In some sense, if you look at workflows in F# it's similar - like there is a "while" statement in there, but they don't have unstructured control flow where there is a "switch" statement or there is a "break" or something. You can write a very limited subset, which really is more or less the same as writing LINQ comprehensions, which has conditional and "select many" is really a for loop. I don't think there is a real fundamental difference between the 2 - the syntax looks a bit different -, but it's a very restricted set of operators that you implement and then you can get this special syntax that you can overload.
In C++ people try to do that where you can overload assignment and dot and things like that. Apparently, people find that useful and people want to do it. They want to do smart point or some things like that, but if that set of operators either is big or has very subtle semantics, then you cannot use that conceptual knowledge or the conceptual reading of the program because you cannot really understand it - you have to know the implementation.
The answer of my previous question applies here, too. If you look at the async workflows or Parallel.ForEach()in the ParallelFX, it's a step forward, definitely a step in the right direction, but it's still a small step, because it's still really hard to write asynchronous program that maintains it's states across several asynchronous calls. You can write an async workflow, if you use a very restricted set of control structures, but you cannot have a statement in there or any other things, so we are definitely not on par with sequential programming.
It's good that people start to think about it, it's way overdue. We saw this coming, and now people start thinking about it, but we are just scratching the surface. Then, you can say "Our current program model is not the right one" - there I say that also evolved for a good reason. We had this question before - why do languages add new things?
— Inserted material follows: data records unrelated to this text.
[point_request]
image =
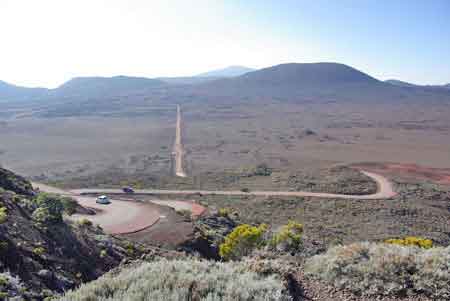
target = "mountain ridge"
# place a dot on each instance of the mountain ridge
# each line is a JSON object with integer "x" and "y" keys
{"x": 230, "y": 71}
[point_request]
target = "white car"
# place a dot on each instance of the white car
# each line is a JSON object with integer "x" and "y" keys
{"x": 103, "y": 199}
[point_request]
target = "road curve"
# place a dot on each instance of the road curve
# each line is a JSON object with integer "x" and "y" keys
{"x": 385, "y": 191}
{"x": 119, "y": 217}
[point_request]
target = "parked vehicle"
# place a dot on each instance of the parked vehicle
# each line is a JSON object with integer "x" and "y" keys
{"x": 128, "y": 190}
{"x": 103, "y": 199}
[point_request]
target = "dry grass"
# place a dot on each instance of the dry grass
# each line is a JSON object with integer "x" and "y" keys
{"x": 384, "y": 269}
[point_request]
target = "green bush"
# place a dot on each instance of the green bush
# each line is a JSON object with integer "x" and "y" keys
{"x": 3, "y": 215}
{"x": 85, "y": 222}
{"x": 384, "y": 269}
{"x": 103, "y": 253}
{"x": 411, "y": 241}
{"x": 225, "y": 212}
{"x": 242, "y": 241}
{"x": 50, "y": 209}
{"x": 39, "y": 251}
{"x": 289, "y": 238}
{"x": 70, "y": 205}
{"x": 187, "y": 279}
{"x": 262, "y": 170}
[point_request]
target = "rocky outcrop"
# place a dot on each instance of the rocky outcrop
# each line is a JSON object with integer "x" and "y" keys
{"x": 209, "y": 233}
{"x": 41, "y": 254}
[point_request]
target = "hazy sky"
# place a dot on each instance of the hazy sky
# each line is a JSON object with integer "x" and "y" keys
{"x": 46, "y": 42}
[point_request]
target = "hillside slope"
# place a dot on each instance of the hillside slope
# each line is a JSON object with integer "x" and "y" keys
{"x": 311, "y": 82}
{"x": 230, "y": 71}
{"x": 40, "y": 253}
{"x": 11, "y": 92}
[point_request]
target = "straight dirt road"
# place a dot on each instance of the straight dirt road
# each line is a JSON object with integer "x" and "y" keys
{"x": 178, "y": 147}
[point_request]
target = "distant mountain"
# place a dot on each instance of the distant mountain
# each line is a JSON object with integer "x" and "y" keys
{"x": 294, "y": 82}
{"x": 103, "y": 86}
{"x": 437, "y": 88}
{"x": 187, "y": 80}
{"x": 316, "y": 74}
{"x": 230, "y": 71}
{"x": 400, "y": 83}
{"x": 11, "y": 92}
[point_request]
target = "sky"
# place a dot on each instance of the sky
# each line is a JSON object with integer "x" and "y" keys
{"x": 47, "y": 42}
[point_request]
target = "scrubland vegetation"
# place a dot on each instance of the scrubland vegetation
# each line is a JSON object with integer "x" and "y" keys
{"x": 188, "y": 279}
{"x": 385, "y": 269}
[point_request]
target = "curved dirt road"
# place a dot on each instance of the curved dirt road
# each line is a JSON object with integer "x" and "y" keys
{"x": 385, "y": 191}
{"x": 119, "y": 217}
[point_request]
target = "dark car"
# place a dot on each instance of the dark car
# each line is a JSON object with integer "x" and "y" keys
{"x": 128, "y": 190}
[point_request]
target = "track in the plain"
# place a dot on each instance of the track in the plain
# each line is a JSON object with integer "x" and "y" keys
{"x": 178, "y": 151}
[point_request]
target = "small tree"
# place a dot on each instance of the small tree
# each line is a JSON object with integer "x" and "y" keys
{"x": 289, "y": 238}
{"x": 242, "y": 241}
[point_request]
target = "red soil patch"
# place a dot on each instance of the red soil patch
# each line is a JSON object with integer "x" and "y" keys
{"x": 197, "y": 210}
{"x": 147, "y": 217}
{"x": 411, "y": 171}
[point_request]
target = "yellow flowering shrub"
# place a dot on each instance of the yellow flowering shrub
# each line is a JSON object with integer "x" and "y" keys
{"x": 242, "y": 241}
{"x": 3, "y": 215}
{"x": 411, "y": 241}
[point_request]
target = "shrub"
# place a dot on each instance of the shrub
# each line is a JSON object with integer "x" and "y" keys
{"x": 69, "y": 205}
{"x": 103, "y": 253}
{"x": 50, "y": 209}
{"x": 433, "y": 273}
{"x": 43, "y": 216}
{"x": 85, "y": 222}
{"x": 225, "y": 212}
{"x": 262, "y": 170}
{"x": 39, "y": 251}
{"x": 4, "y": 245}
{"x": 384, "y": 269}
{"x": 289, "y": 238}
{"x": 242, "y": 241}
{"x": 411, "y": 241}
{"x": 187, "y": 279}
{"x": 3, "y": 215}
{"x": 186, "y": 214}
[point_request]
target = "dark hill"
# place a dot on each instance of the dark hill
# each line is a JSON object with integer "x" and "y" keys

Because there are certain problems that you want to solve, so we add language features.
You can complain about a language that it's big, but you look at every feature and there was a good reason that it ended up in the language, because it's not cheap to add something to a language. For every feature that ends up in a language there are ten that are maybe a little bit used for whatever, but don't end up there. At some point there was a good reason to put it in, then probably these things are useful in some way also for the asynchronous case. As long as you don't have that kind of full symmetry between the 2 worlds, there is still a lot of work to do.